The two incumbents on the all-Republican Ocean County Freeholder Board seeking in election in November bring years of public service experience that they say is needed to hold the office.

Ocean County Freeholders Ginny Haines and John Kelly/photo by Tom Mongelli, TSM News

Longtime Freeholder, Director John Kelly and appointed member Ginny Haines, who's seeking her first, full three-year term on the Board, discussed what they've accomplished and would like to continue improving last week on "Townsquare Tonight," on News Talk WOBM-AM 1160 and 1310.

Both agreed the job involves understanding each department and being able to work with the heads of those divisions.

"But you're there really to do what's going to be best to make the county good, to make the services we provide better," said Haines.

Kelly used the Seaside Park pipe bomb explosion as an example of how the Freeholder Board is working with the Prosecutor and Sheriff to find out what worked and what didn't during the response and what new investments the county needs to make to improve those departments.

He also noted that the Freeholders also have to be able to fit the requests of each department into a county budget while keeping taxes low.

"We are still a growing county. We're home to nearly 600,000 people, all with varying needs," said Kelly. He added that Ocean is home to the most seniors and largest contingent of veterans in New Jersey.

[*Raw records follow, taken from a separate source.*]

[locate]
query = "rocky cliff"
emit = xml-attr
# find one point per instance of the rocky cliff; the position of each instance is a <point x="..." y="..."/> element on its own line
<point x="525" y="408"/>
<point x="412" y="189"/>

Services the county is able to provide and maintain come at a cost, but Kelly touted the County's Triple-A Bond rating, and credited it with helping keep taxes from increasing.

"That Triple-A Bond Rating is extremely important. It meant today that when we sold our bonds, we had a 2.28 percent interest," Kelly said. "That's what investors are going to charge us to pay our debt," said Kelly. "It means lower taxes for the county tax payer because the interest that we're paying to put together all the programs that we have in Ocean County, the capital side, is being paid at a very low rate, and therefore we're able to keep the tax rate down," he added.

Being fiscally responsible has allowed the county to enhance programs for Human and Social Services, and transportation that are overseen by Haines.

Haines noted that even with a decrease in state and federal funding provided for transportation, the county was able to add two more buses for Ocean Ride program and provide drivers with tablets, that she said makes the drivers more efficient and provides convenience to riders, by allowing the exact location of a bus to be pinpointed.

Kelly mentioned how well county roads are maintained compared to sister counties and even state roads.

Kelly oversees Law and Public Safety and vowed to make addressing the county's drug epidemic his main focus.

"It starts with education, then enforcement, and then treatment of drugs and mental health issues, and unless you do all three components, you'll never be truly successful," said Kelly. He noted that he's working with the county Mental Health Board, Board of Health, Prosecutor, Sheriff and Warden on the issue and said they'll also work with schools on an education program.